Here are ten amazing catamarans you should know about!

Table of Contents

Budget-Friendly (Used) Catamarans for Sale:

I think we all know that your budget can be important when it comes to looking for a vessel.

Below are some great, budget-friendly catamarans.

1. 30′ Iroquois MK-II 1982

38 foot catamaran cost

Perfect for sailing in colder waters, this gorgeous Iroquois MK II is a safe, seaworthy ship. It is well-equipped with a full galley with sink, spirit stove, refrigerator and plenty of storage. It has a diesel heater, 200-liter tank for freshwater and two small, inboard Farymann diesel engines which power at 9 hp.

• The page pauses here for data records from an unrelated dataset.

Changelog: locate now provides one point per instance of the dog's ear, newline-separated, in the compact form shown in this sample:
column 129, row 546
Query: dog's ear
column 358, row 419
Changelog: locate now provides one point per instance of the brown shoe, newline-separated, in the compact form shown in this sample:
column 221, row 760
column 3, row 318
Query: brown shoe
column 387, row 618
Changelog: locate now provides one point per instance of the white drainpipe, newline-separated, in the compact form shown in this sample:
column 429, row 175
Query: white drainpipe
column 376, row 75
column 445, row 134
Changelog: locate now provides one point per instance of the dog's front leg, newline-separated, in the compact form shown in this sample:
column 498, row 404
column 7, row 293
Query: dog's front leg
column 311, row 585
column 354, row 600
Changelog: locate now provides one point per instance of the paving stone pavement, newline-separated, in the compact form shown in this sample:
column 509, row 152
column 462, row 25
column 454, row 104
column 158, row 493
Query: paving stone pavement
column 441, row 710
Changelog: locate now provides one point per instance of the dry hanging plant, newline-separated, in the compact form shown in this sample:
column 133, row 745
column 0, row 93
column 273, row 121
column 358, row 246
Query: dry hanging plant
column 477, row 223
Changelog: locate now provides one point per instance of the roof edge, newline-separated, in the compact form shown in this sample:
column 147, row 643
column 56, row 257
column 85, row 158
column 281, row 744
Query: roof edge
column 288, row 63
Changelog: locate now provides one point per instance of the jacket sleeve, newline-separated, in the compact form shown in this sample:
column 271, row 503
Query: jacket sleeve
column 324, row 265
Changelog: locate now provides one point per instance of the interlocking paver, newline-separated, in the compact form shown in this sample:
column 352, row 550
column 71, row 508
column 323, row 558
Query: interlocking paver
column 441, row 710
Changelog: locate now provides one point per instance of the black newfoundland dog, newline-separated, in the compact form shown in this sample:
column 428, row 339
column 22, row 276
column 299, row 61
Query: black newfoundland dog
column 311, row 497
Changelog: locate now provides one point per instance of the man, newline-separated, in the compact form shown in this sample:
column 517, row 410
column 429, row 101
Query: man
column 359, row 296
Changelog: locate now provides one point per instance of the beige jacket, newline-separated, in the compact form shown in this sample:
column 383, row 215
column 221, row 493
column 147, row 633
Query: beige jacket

It is also outfitted with a radio, VHF, compass, an autopilot feature, two mainsails, and solar panels. This perfect, affordable catamaran is yours for the taking, and great for first-time journeys!

Price: $34,782.14

2. 39′ Flica 34 1999

38 foot catamaran cost

This Flica 34 catamaran is 39 ft long and outfitted with a diesel inboard, Volvo Penta MD 2020D engine. It has a 3 blade propellor and runs at 20 hp. Family-owned, this catamaran has seen and done a lot.

It is perfect for those long, family trips and could use a lot of love and care!

The swim platform is perfect for fun trips out on the water, and the galley is outfitted with two pit stoves, stainless steel sink, top loader fridge, and a portable air conditioner.

This catamaran comes with standard safety features such as a life raft, fire extinguishers, and life vests!

Price: $49,000.00

3. 24′ F24 Corsair 1996

38 foot catamaran cost

This superfast catamaran has a full set of sails and an outboard motor. It includes a VHF radio, battery porta-potty and a small kitchenette with a sink. It is able to sleep two and has cabin space for additional guests if needed.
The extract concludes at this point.